I narrowed my gaze. “You could have just asked me. You don’t have to go fishing inside my noggin, ya know.”
He wagged his blond brows. “What fun would that be?”
“A group of guardians?” I asked, curious. “This sitaround-and-wait crap is sounding a lot like what happened here. Why can’t we just pack silver, rush Charleston, hook up with the gang, and kick ass?”
Phin sighed, frustration etched in his forehead. “It’s never that easy. First, we don’t step on each other’s toes. They’re a prideful street gang, and some of the members have been guardians of Charleston for centuries. Very rough around the edges and prefer to handle their own problems. Still governed by Preacher’s family, though. They watch over the city. Like Savannah, they haven’t had trouble in a long, long time. And I’m not frustrated.”
I narrowed my gaze. “They’re not doing such a hot job lately,” I said. I knew Preacher had kin in Charleston, and some in Buford and Edisto. I did not know he had a rough gang of vampiric guardians acting in the same manner as the Duprés.
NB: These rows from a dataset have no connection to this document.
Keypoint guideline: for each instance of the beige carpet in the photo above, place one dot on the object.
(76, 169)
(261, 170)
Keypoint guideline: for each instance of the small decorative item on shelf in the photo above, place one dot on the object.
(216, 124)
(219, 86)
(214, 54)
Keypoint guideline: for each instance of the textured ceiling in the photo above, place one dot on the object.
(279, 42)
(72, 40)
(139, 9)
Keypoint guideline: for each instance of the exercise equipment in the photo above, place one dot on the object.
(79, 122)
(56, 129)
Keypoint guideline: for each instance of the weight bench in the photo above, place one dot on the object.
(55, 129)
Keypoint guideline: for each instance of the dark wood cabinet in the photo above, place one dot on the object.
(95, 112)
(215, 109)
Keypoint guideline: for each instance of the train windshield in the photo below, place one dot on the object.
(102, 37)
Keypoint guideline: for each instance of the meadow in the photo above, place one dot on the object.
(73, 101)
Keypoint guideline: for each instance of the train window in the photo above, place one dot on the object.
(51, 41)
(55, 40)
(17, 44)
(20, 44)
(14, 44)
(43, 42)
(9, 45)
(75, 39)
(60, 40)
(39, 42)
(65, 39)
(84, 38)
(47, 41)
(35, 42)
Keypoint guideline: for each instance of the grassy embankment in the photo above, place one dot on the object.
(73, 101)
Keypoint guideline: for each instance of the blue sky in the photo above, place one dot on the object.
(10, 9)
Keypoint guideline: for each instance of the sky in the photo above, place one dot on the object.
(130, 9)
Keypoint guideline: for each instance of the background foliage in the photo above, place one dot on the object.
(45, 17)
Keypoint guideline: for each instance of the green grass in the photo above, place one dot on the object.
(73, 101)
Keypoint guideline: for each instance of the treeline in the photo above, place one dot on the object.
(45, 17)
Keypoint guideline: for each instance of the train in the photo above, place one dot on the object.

“All had been calm until the Arcoses were released,” Phin said, rubbing his hand over his hair. “I’m pretty sure the trouble’s being caused by newlings created by the brothers. And the ones they’ve created. It’s a snowball now.”
“I guess you’re right,” I said, although I didn’t agree with him on one brother. “Well, if they don’t get a grip soon, we’ll have to go whether they call us or not.” I stared hard at him. “I don’t like what I’m seeing, Phin. I don’t. And for the sake of sounding selfish, I’d really rather not be the eyeballs of a vicious killer. Know what I mean?”
Phin slipped off the counter and placed a hand on my shoulder. “I know, Ri. Hang in there. We’ll get through this.”
After dumping a few cups of Gullah tea in my system, I pulled on a pair of faded jeans, an Inksomnia T-shirt, and Vans, and I ran Chaz to the vet. The sweet dog was acting normal, but moving a little more slowly than usual. The vet checked him out and assured me he was okay, probably just a little sore, and to let Chaz monitor his own activity. I felt sure the main thought that ran through Chaz’s head as he whizzed through the air was What the hell? Since it was an old building, the drop hadn’t been as drastic as it could’ve been, but it made me sick to think of that bloodsucker throwing Chaz off the balcony.